From:J Matthew Pearson <pearson@...>
Date:Wednesday, February 7, 2001, 2:14

> > My opinion as a linguist is that his conlang experiment is doomed to failure: > > His children would probably > > resist speaking his conlang, and learning it would certainly not help them acquire > > other languages (better to > > expose them directly to those other languages instead). But as long as he does not > > propose to raise his > > children in a linguistic vacuum, I would hardly characterise his proposal as sociopathic. > > I would add another reason this experiment is doomed to failure. I find it > highly improbable that the conlang will be developed to a high enough > degree to allow for casual, constant conversation. And even if it does get > to that point, the experiment would require that all members of the > household speak the conlang, otherwise it is unlikely that the children > will pick up on much of it. Only a single person using the language will > not be using it naturally, eg, asking and answering questions, using words > other than very basic ones, etc.

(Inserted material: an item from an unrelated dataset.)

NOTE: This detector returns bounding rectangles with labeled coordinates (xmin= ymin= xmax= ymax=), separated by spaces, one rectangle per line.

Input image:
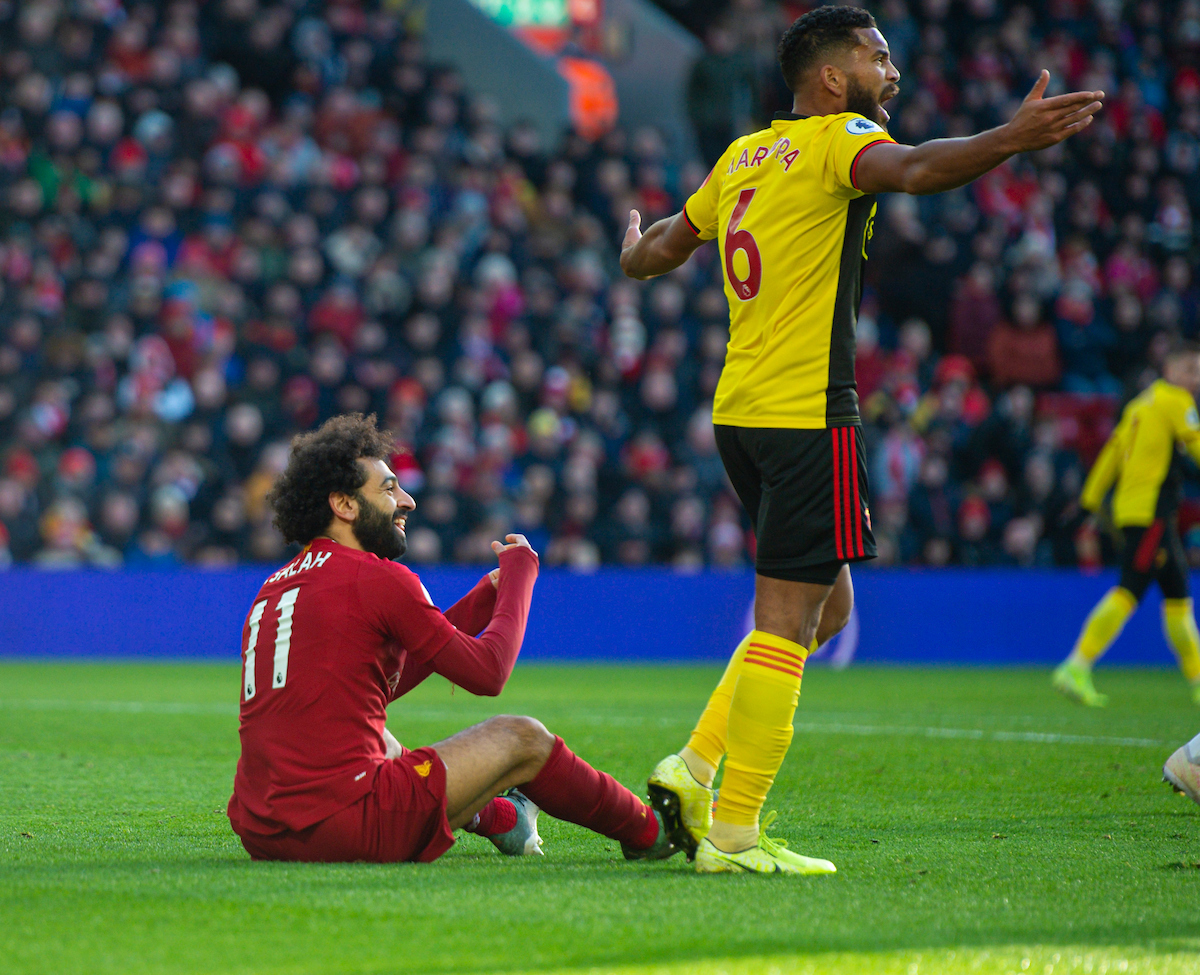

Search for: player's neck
xmin=313 ymin=522 xmax=366 ymax=552
xmin=792 ymin=90 xmax=846 ymax=115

A good point. I've been working on Tokana for years and years, and have developed a reasonably detailed grammar for it, as well as a modestly large vocabulary (3000 words or so). I've even committed a couple hundred words of Tokana to memory. And yet I can barely string two sentences together, and would be hard-pressed to teach Tokana to anyone else. Other than the Esperantistoj and a small handful of devoted auxlangers, Lojbanists, and Klingon fans, I don't think anyone else has had much better success at achieving comfortable fluency in a conlang. Mia Soderquist, sometime of this list (are you lurking, Mia?) got fairly good at speaking simple sentences in one of her conlangs, ea-luna. IIRC, she tried using it around her young children in the hopes they would pick it up, with modest success: I think they could understand a few words of it, and even deigned to produce a word or two now and then. But this exercise neither helped nor hindered her children from acquiring English, and was certainly in no way traumatic for them. Irina and Boudewijn Rempt have played similar conlanging games with their children--again, with no ill effects. (Quite the contrary: These games ended up spurring their creativity.) Matt.